Virgapes is a 4 number system, with no of pitches, ID number, episema (note lengthener mark) and liquescence (a curvier notation variant of uncertain meaning). Latter 2 are binary/set to zero or one. Can deal with both the neumes proper and the regular letters used as a style guide.

Their system also has a system for lining up parallel documents to the syllable level, allowing the chant text to be easily aligned with neumes.

Now we're onto what else they can do briefly - including analysis of patterns and frequencies among neumes by running algorithms across the digitised Virgapes text.

Jubal Barca @JubalBarca

Second talk is on links between digital editions of texts and the provenance/movement of manuscripts.

Intro discussing one bible belonging to one of medieval crusading Kings, later found in the hands of a Persian Shah where additional captions added, probably lost from Persia in the eighteenth century, found in Cairo in the late nineteenth, brought to collectors in Europe and then an industrialist in the US before reaching a museum.

Traditional ways of recording manuscript provenance done as a simple textual recording, much like for art gallery items. This of course doesn't then allow analysis of manuscript *travel*, hence search for new models.

Even within manuscript banks that already exist, issues of wildly different models used for records. Much still to be done on developing systems consistent enough to allow for the extremely international nature and flows of manuscript ownership in the last two centuries.
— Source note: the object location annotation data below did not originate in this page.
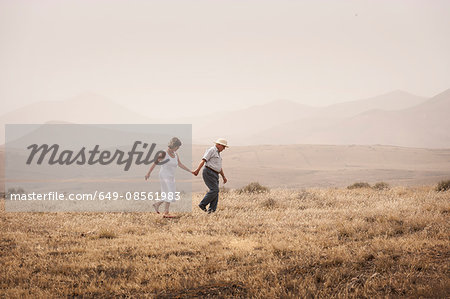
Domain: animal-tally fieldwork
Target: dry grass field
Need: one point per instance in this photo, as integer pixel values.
(323, 243)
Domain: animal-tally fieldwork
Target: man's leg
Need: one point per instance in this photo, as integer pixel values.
(213, 205)
(211, 180)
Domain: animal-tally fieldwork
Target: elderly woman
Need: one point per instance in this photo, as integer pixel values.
(167, 175)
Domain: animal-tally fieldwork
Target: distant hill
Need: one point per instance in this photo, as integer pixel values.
(87, 108)
(424, 125)
(395, 118)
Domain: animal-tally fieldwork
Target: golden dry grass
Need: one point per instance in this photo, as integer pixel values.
(285, 243)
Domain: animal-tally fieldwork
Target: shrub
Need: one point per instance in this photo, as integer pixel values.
(359, 185)
(254, 187)
(224, 189)
(106, 234)
(443, 186)
(269, 203)
(381, 186)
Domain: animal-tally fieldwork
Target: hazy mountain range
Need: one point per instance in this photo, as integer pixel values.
(396, 118)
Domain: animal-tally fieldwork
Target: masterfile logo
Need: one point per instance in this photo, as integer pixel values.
(80, 167)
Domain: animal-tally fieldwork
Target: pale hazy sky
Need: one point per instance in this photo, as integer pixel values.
(205, 56)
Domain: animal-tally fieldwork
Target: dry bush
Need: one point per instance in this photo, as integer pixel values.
(443, 186)
(253, 187)
(359, 185)
(107, 234)
(381, 186)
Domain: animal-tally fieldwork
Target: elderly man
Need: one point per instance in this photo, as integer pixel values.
(211, 173)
Huge impact of small numbers of super wealthy collectors perhaps one of the main things to take from that - our knowledge of the medieval passing very much through the cogs of early c20th high capitalism.

@omniadisce many medicine texts are often still read in sixteenth century editions without pagination let alone search.

Computational tools like Stemmaweb (on which I work!) can help improve editing, though traditional skills still vital.

@omniadisce Discussion of De Oculis, a text in one medieval writer's corpus which has some odd differences to other works in the same corpus.

Using analysis of word clusters and components visualises some of these differences and allows views of how significant they are. Not a secure way of analysing authorship, however - writing styles not always consistent and later editing can wipe out individual original writing quirks.

Also oops I didn't mean to keep tagging Brian.

Starting to build a project repository of digital STEM sources will allow analysis on a much wider corpus. Unusual latin STEM terms used very rarely can be more easily disambiguated by being able to compare their use across a corpus.

Tracing medical terms, often pulled from and mangled between Arabic, Greek, and Latin, can be done with spreadsheets but unwieldy - neater visualisation/analysis tools will improve this. Analysis that grabs text blocks and compares can help compare influence from one text to another. Issues with this regarding half quotes where lexicon tweaked to fit another corpus though.